Justiça obriga concessionária Move SP a fazer manutenção das obras da Linha 6-Laranja do Metrô de SP

Foto: reprodução TV Brasil

Concessionária entrou na Justiça contra o Governo de SP alegando não ter recursos para manter os custos de manutenção dos canteiros e equipamentos das obras

ALEXANDRE PELEGI

A Justiça de São Paulo negou recurso da concessionária Move São Paulo contra o governo paulista.

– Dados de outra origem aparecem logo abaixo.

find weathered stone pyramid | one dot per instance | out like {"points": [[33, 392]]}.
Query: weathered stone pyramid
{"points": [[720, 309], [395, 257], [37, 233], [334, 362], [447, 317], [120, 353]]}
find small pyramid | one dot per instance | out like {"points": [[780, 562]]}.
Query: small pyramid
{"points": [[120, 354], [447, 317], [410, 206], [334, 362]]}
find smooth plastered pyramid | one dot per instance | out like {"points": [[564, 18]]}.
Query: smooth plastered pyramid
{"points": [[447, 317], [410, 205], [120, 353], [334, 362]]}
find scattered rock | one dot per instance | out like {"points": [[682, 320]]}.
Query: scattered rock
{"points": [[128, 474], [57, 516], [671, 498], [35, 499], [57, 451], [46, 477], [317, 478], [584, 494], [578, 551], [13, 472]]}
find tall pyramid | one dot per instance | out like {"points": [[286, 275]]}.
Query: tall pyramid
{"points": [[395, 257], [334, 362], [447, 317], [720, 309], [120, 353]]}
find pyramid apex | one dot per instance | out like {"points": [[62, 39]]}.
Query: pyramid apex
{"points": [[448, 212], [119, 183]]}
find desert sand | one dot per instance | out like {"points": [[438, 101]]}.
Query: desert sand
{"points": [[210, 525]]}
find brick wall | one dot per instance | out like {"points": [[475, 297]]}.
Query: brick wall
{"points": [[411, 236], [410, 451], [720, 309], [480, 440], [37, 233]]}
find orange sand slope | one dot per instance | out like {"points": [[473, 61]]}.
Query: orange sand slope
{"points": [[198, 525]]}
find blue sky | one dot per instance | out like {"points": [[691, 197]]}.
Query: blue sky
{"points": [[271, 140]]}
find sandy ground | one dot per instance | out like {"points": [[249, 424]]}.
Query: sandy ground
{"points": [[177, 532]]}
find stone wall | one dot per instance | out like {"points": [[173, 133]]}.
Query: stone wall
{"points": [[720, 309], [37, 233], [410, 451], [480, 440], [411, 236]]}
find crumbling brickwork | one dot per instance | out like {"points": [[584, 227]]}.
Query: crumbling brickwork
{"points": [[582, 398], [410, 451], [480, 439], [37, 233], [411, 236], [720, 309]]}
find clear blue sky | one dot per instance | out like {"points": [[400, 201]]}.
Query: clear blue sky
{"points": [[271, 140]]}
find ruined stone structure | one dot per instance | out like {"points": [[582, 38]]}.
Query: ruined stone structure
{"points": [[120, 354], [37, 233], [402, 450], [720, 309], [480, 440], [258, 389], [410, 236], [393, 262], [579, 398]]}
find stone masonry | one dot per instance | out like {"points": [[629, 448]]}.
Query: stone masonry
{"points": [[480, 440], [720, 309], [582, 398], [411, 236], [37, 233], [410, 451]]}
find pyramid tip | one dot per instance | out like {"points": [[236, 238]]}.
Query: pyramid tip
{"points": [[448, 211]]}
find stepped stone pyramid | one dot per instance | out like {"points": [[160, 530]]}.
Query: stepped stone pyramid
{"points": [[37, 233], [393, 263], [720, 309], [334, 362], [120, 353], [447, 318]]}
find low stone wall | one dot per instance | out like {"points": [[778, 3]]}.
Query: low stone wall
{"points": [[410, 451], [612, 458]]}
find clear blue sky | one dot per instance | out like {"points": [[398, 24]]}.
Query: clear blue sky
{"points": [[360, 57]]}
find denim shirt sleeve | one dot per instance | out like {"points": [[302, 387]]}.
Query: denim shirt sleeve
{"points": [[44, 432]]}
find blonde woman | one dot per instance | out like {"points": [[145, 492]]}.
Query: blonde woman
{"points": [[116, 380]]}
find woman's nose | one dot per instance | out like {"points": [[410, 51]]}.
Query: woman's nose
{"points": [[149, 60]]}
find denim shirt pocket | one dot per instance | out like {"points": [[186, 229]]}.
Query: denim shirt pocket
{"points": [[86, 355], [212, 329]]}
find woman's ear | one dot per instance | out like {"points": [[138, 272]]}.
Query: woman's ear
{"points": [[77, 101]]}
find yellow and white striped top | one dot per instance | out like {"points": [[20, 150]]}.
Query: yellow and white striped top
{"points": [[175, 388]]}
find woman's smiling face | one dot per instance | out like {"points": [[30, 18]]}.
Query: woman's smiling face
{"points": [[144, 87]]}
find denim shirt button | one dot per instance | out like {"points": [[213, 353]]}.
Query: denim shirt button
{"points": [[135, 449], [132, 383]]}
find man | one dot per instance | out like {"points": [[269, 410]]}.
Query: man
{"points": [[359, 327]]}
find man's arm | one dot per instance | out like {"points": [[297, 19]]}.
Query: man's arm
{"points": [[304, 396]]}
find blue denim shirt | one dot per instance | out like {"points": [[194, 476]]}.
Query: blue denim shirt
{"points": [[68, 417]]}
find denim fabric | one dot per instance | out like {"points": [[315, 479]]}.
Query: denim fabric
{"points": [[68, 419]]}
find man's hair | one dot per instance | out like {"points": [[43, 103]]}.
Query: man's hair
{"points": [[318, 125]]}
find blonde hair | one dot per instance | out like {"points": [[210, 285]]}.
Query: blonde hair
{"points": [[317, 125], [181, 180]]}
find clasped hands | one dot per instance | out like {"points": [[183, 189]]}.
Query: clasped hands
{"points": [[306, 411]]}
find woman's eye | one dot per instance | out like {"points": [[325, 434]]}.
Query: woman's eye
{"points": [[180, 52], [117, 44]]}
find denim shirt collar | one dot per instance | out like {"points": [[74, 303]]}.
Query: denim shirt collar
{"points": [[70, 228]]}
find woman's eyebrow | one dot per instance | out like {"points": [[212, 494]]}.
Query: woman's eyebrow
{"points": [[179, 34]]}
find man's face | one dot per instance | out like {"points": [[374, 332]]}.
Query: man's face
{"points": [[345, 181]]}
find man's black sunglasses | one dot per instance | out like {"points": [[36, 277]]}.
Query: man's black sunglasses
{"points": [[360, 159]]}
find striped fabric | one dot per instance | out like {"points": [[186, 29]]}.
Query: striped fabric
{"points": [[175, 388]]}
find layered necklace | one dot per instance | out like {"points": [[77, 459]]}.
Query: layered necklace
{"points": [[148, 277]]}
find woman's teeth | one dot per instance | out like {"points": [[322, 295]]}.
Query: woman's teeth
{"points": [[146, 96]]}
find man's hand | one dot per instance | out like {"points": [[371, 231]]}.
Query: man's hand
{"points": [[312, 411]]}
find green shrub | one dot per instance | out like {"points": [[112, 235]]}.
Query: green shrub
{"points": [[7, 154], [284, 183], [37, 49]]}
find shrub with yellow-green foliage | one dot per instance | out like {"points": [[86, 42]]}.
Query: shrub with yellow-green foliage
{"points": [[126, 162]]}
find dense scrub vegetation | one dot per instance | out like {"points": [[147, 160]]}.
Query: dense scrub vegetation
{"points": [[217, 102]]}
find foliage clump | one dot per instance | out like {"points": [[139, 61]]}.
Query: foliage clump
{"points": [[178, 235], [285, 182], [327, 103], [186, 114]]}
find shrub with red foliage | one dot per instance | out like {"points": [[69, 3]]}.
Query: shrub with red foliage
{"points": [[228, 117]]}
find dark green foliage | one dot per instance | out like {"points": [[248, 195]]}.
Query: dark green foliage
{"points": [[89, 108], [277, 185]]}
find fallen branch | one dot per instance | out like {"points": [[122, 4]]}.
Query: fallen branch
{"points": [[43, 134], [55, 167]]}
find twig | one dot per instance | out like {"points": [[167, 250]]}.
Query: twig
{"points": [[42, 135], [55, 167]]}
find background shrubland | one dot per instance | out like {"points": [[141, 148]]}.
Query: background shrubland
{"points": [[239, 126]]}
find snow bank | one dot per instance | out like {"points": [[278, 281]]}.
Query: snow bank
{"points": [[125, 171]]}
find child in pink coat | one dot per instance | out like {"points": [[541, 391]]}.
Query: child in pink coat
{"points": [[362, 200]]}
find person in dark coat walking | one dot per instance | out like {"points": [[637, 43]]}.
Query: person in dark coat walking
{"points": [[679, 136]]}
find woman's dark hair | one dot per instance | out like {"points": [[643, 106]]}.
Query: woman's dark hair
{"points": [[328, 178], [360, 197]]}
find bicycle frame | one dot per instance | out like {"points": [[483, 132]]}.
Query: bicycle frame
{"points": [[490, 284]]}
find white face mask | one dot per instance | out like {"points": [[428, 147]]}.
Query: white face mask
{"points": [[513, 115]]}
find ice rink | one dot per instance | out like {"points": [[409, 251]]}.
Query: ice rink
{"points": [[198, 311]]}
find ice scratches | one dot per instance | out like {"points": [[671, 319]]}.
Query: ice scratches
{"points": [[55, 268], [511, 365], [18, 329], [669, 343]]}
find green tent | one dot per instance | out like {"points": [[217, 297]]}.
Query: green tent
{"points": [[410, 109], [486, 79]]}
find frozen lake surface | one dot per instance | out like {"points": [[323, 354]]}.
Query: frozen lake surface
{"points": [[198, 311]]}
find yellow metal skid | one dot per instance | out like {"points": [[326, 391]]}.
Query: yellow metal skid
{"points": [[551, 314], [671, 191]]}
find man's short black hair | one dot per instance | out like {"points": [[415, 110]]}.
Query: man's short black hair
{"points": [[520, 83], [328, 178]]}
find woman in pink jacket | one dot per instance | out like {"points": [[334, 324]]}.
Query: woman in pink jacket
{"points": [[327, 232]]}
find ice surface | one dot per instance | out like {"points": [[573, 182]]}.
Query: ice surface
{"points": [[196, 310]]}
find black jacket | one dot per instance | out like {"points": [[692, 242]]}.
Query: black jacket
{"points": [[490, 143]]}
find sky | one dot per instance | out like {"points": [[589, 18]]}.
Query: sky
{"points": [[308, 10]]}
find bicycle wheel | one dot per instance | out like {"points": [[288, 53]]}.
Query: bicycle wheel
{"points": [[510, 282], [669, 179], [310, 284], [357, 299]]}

A linha 6-laranja, prevista para ligar a região da Vila Brasilândia à estação São Joaquim, virou alvo de contestação judicial após a obra ser paralisada em 2 de setembro de 2016.

Por conta disso, a Move alegou não ter recursos para manter os custos elevados de manutenção dos canteiros e equipamentos das obras, e entrou na Justiça para passar a responsabilidade para o Governo do Estado de São Paulo.

O entendimento da Justiça, no entanto, foi diferente: em decisão desta terça-feira, dia 16 de outubro de 2018, a concessionária segue responsável pelo contrato, e assim que terá que arcar com todos os custos até o final completo da obra.

O Consórcio Move São Paulo é formado por Odebrecht, Queiroz Galvão e UTC, e paralisou a obra em 2016 alegando dificuldades na obtenção de financiamento de longo prazo junto ao Banco Nacional de Desenvolvimento Econômico e Social (BNDES), especialmente após o envolvimento das empreiteiras brasileiras na Operação Lava Jato.

LINHA DAS UNIVERSIDADES

A ligação entre a região de Brasilândia, na zona noroeste, e a estação São Joaquim, na região central de São Paulo, deve atender a mais de 630 mil pessoas por dia. Quando assinado em dezembro de 2013, a linha 6-Laranja foi comemorada por ser a primeira PPP – Parceria Público Privada plena do país. O consórcio Move faria a obra e seria também o responsável pela operação da linha por 25 anos. O custo total do empreendimento era de R$ 9,6 bilhões, sendo que deste valor R$ 8,9 bilhões seriam divididos entre governo e consórcio.

A previsão inicial para inauguração da linha 6 era 2020. A data agora é uma incerteza.

Considerada a linha das universidades, por atender regiões onde estão vários estabelecimentos de ensino, a linha 6-Laranja deve ter integração com a linha 1-Azul e 4-Amarela do metrô e 7-Rubi e  8-Diamante, da CPTM.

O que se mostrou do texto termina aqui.